Briefly, various other factors resulting in esophageal malformations are as following:

  • P63 knockout mice show disruption in the stratification of squamous epithelium.[2]
  • Loss of  Keap1 results in thick keratinization in the esophagus.[2]
  • Lastly, knockout HoxC4 results in an obliterated esophageal lumen from over-proliferation, implying a suppression effect of HoxC4.[2]

Clinical Significance

Human foregut malformations are relatively common, at a rate of about 1 in 3000 live births. Foregut malformations include a spectrum of pathologies, including tracheoesophageal fistulas with or without esophageal atresia and congenital esophageal rings. The types of esophageal atresias and tracheoesophageal fistulas fall into five subtypes; A-E. The most common type being the Type C esophageal atresia /tracheoesophageal fistula (TEF). We will begin with a description of these subtypes and then delve into management. Congenital esophageal rings can be associated with esophageal atresia and TEFs or can occur in isolation.[20]

Esophageal fistulas and TEFs subdivide into five subtypes. Type A is Isolated esophageal atresia without fistula. Type B is Esophageal atresia with the proximal TEF. Type C is esophageal atresia with a distal TEF and is the most common subtype, comprising approximately 85% of cases. Type D is esophageal atresia with both proximal and distal TEF. Lastly, type E is an isolated TEF without esophageal atresia, also known as the H-type. Because the esophagus is still continuous with the stomach, the diagnosis of type E may be delayed as issues with feeding is not readily apparent. The presence of polyhydramnios secondary to impaired swallowing of amniotic fluid may permit prenatal diagnosis. Fetal ultrasounds around 20 weeks gestation can detect esophageal atresia or TEF.[20] However, ultrasound is highly user-dependent and can be subjective. Because a prenatal diagnosis of esophageal atresia and TEF is user-dependent, undiagnosed esophageal atresia and/or TEF is common. Physical examination of the newborn may show several signs which are indicative of esophageal atresia and TEF.[21] Symptoms may include excessive salivation, poor oral feedings with choking, or cyanosis during feeding.

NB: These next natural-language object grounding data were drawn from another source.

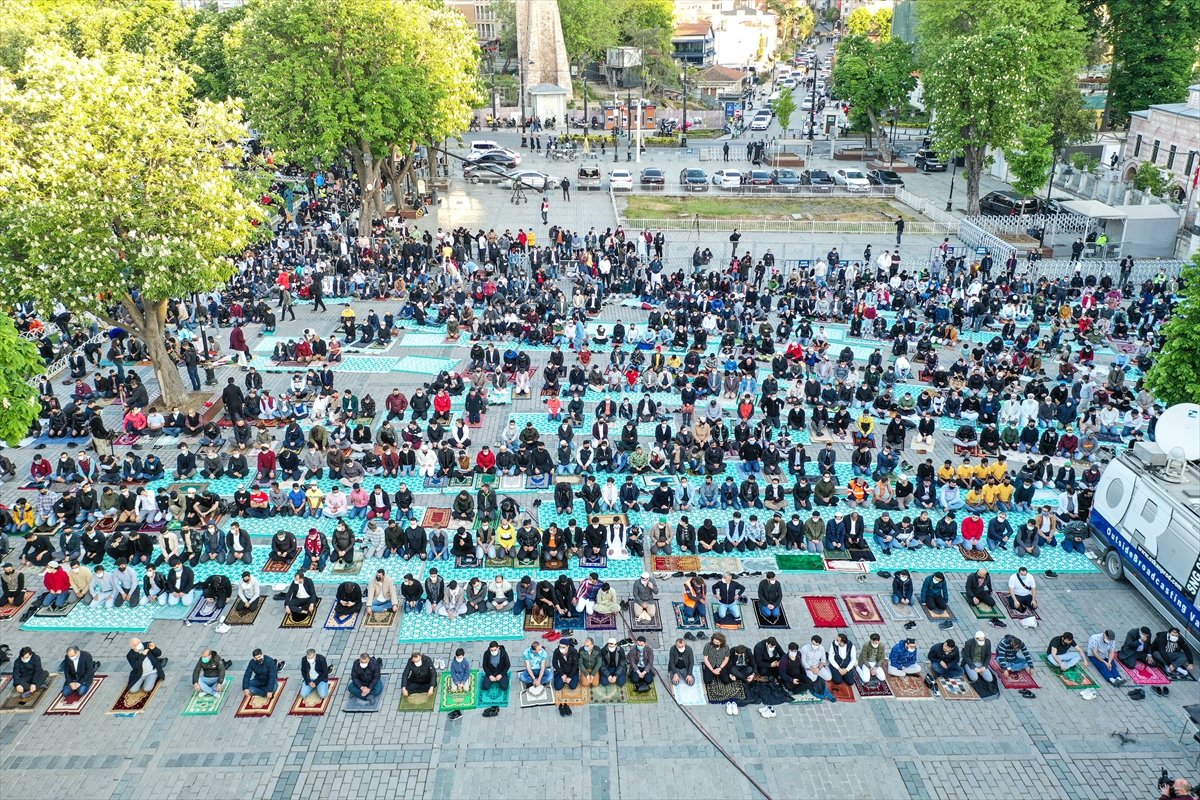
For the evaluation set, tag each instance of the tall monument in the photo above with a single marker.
(541, 53)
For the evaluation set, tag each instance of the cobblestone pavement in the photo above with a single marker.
(1057, 745)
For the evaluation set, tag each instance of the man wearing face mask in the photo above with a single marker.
(208, 674)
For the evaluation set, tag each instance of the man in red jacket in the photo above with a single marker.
(972, 531)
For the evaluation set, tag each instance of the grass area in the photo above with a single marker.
(649, 206)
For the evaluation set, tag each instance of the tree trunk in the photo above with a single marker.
(972, 164)
(150, 328)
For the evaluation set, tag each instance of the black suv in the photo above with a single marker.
(928, 161)
(1007, 204)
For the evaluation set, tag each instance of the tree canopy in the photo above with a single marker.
(1175, 376)
(985, 67)
(874, 77)
(115, 191)
(325, 78)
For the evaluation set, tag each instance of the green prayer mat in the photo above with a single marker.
(205, 705)
(801, 563)
(457, 701)
(421, 702)
(979, 613)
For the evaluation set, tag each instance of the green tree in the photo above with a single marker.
(874, 77)
(19, 361)
(784, 108)
(1175, 376)
(118, 192)
(984, 70)
(1150, 179)
(207, 47)
(796, 18)
(370, 78)
(1153, 53)
(1031, 158)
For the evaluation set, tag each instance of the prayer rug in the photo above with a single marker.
(957, 689)
(910, 687)
(937, 617)
(304, 620)
(61, 707)
(576, 621)
(767, 624)
(799, 563)
(975, 555)
(1075, 679)
(204, 611)
(691, 695)
(492, 696)
(331, 624)
(699, 625)
(261, 707)
(9, 612)
(48, 611)
(1023, 679)
(601, 623)
(312, 705)
(844, 692)
(641, 698)
(415, 629)
(898, 612)
(457, 701)
(245, 617)
(871, 691)
(359, 704)
(1146, 675)
(419, 702)
(131, 703)
(675, 563)
(863, 609)
(379, 619)
(640, 626)
(825, 611)
(205, 705)
(579, 696)
(353, 567)
(13, 703)
(979, 612)
(1007, 601)
(719, 692)
(607, 695)
(436, 518)
(546, 624)
(730, 623)
(531, 698)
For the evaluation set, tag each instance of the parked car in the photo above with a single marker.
(653, 176)
(852, 179)
(928, 161)
(816, 178)
(785, 178)
(694, 180)
(885, 178)
(588, 176)
(621, 180)
(727, 178)
(1007, 204)
(533, 179)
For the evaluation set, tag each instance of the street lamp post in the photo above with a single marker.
(813, 110)
(954, 169)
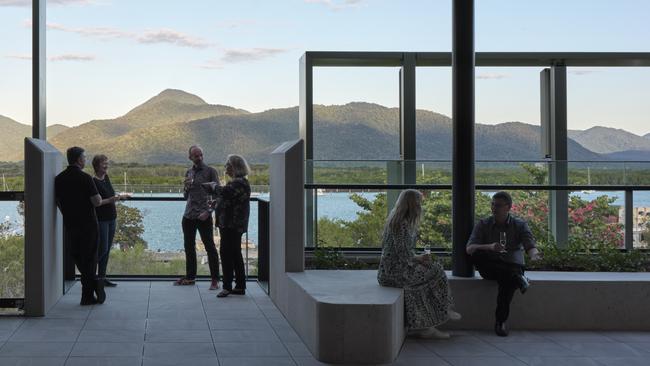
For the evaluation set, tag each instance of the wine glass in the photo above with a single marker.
(190, 176)
(503, 241)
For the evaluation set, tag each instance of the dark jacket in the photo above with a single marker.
(233, 208)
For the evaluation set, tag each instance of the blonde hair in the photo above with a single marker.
(407, 210)
(239, 165)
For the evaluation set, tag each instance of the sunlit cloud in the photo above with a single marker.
(250, 54)
(212, 65)
(492, 76)
(19, 57)
(71, 57)
(56, 58)
(28, 3)
(337, 4)
(157, 36)
(172, 37)
(234, 24)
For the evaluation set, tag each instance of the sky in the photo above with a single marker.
(107, 56)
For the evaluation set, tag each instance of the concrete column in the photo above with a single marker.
(554, 144)
(306, 129)
(407, 118)
(463, 134)
(287, 247)
(39, 122)
(43, 228)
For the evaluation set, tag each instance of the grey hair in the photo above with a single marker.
(407, 210)
(239, 166)
(189, 152)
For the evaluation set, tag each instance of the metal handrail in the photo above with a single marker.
(480, 187)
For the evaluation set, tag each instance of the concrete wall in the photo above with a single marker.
(559, 301)
(43, 228)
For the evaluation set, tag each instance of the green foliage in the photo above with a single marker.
(580, 255)
(129, 227)
(331, 258)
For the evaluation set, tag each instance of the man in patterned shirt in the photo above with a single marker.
(497, 248)
(198, 216)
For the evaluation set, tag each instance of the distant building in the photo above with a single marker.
(640, 220)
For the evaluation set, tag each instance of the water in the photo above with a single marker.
(162, 220)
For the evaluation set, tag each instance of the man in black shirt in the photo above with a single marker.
(497, 248)
(77, 197)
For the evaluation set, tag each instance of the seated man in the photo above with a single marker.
(496, 247)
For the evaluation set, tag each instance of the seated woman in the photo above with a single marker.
(427, 299)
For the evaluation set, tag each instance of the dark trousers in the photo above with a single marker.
(231, 259)
(82, 242)
(190, 226)
(106, 234)
(507, 277)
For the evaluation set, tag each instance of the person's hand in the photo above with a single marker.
(187, 182)
(535, 255)
(209, 186)
(498, 247)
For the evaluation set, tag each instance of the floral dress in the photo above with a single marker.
(426, 291)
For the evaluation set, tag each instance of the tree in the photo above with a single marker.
(129, 227)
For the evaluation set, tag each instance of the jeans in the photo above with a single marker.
(82, 242)
(205, 228)
(106, 234)
(507, 277)
(231, 259)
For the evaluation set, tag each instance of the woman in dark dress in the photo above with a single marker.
(232, 211)
(106, 215)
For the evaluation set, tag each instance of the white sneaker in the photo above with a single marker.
(454, 315)
(434, 333)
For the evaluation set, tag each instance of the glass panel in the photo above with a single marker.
(149, 240)
(15, 124)
(641, 219)
(363, 122)
(507, 114)
(433, 122)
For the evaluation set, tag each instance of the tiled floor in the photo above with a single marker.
(155, 323)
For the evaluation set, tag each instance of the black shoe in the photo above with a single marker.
(108, 283)
(238, 291)
(88, 301)
(500, 329)
(523, 283)
(99, 290)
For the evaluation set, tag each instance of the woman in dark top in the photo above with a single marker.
(106, 215)
(232, 212)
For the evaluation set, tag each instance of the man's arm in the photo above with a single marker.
(474, 243)
(529, 243)
(96, 200)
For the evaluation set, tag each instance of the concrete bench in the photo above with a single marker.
(558, 301)
(345, 316)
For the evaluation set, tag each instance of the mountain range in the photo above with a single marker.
(161, 129)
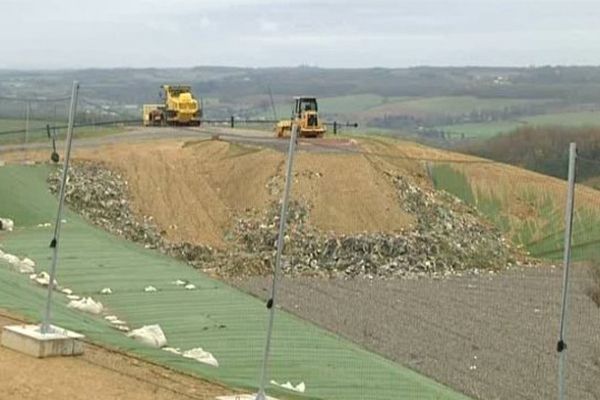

Once suspected, diagnosis can be confirmed by inserting a nasogastric tube with dual lumens (one lumen for continuous suction and another serving as an air vent to prevent the suctioning lumen from attaching to the mucosa). Once inserted, a chest radiograph will show coiling in the atresia portion of the esophagus, which is the gold standard for diagnosis.[22] Once diagnosed, surgical correction is indicated, with urgent repair indicated in infants experiencing respiratory distress, and less urgent repair in those with type E malformation without respiratory compromise or difficulty feeding.

Esophageal atresia is also associated with a syndrome of congenital anomalies known as the VACTERL association. This collection of symptoms includes vertebral, anorectal, cardiac, tracheal, esophageal, renal, and limb abnormalities. In order for a diagnosis of VACTERL to be made, at least 2 anomalies must be present. Infants with esophageal atresia and TEF should be evaluated for further anomalies because of the association with VACTERL as well as undergo genetic analysis. Treatment is then aimed at correcting associated anomalies.[21]

Congenital esophageal webs can be isolated findings or found in association with atresias and/or fistulas. The formation of esophageal webs is not completely understood. However, they are thought to occur from incomplete cannulization of the esophagus during development. The webs are often located in the ventral wall of the esophagus and can be completely circumferential.[23]  Esophageal webs commonly present with dysphagia or food impaction later in life, and endoscopy reveals the underlying pathology. Treatment is usually conservative with periodic endoscopic dilation.

In summary, defects in the organogenesis of the esophagus can lead to clinically significant pathology. Because these conditions are common, it is important to understand the various subtypes of esophageal atresia and TEFs in order to recommend proper management. Additionally, because esophageal atresia can be the presenting symptom of the VACTERL association, the diagnosis of esophageal atresia should prompt a robust multisystem workup.